"Never, never select a driveshaft assembly to function as a fuse in the driveline," says Bob Morgillo, warranty/technical support manager with Spicer Driveshaft of Dana Corp. "Doing so normally results in under-specifying, and is a sure-fire ticket to maintenance headaches and shortened product life."
Morgillo was reacting to an item that appeared in the October 2002 issue of Construction Equipment. A caption under the photograph of two twisted driveshaft tubes read: "Part of a driveshaft's job is to function in the driveline much like a fuse in an electrical system, absorbing overloads (torque, in this instance) to protect expensive components from damage."

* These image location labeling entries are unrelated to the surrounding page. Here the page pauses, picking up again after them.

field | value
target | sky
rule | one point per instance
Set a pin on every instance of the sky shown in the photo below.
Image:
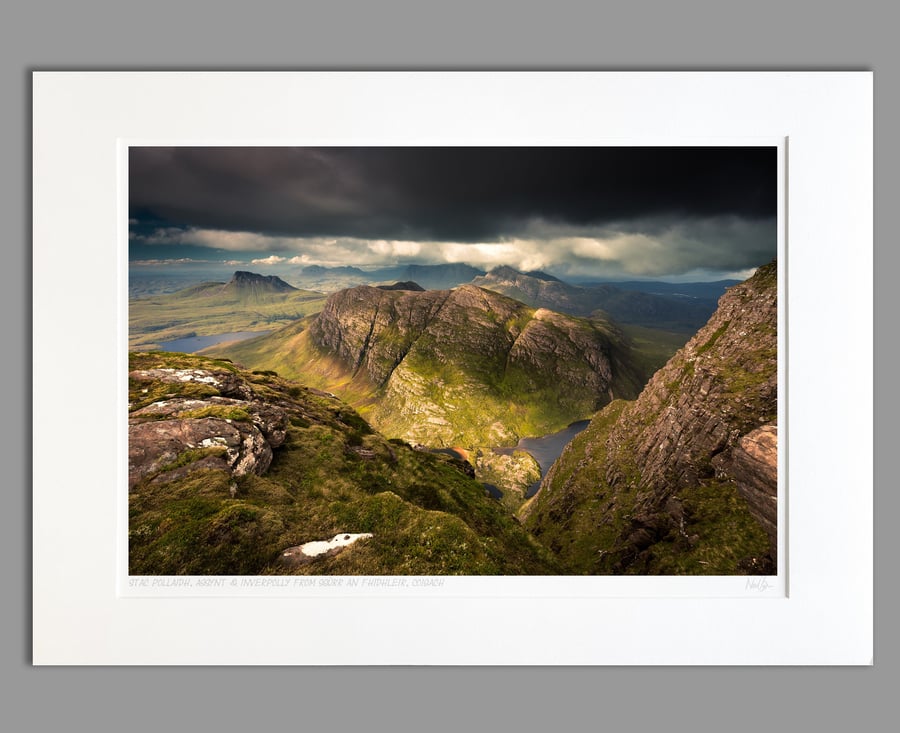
(583, 212)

"Not so," says Morgillo. "While a variety of factors need to be considered when specifying a driveshaft assembly, the 'fuse factor' is most definitely not one of them. Instead, factors such as gross torque, vehicle gradeability and wheel slip, as well as transmission and axle ratios, are the important criteria."

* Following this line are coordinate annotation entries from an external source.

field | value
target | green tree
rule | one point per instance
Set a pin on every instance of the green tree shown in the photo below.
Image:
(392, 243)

Although that may sound a bit cumbersome and complicated to the average vehicle buyer, says Morgillo, all quality dealers and all OEMs have computerized programs that can accurately identify the correct driveshaft system for any application and incorporate the latest technology in the process.

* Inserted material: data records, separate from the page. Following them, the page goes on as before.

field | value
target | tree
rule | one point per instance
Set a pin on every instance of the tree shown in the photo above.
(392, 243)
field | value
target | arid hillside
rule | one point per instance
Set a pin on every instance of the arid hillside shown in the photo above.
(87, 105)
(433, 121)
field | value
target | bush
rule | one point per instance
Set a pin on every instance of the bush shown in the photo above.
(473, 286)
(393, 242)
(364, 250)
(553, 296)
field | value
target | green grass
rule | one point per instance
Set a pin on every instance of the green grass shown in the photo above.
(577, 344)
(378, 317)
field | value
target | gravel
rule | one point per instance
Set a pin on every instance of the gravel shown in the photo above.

For example, today's driveshafts from Spicer, he says, are far more advanced than those of only five years ago. Also, maintenance intervals have been greatly extended, life cycles are longer and torque-carrying capacities are at an all-time high, while weights continue to decline with no sacrifice to the integrity of the products.
The result: "Hardly something even remotely resembling a fuse," says Morgillo. "When properly specified, installed and maintained, today's driveshafts will be the last item to short-circuit any vehicle's performance."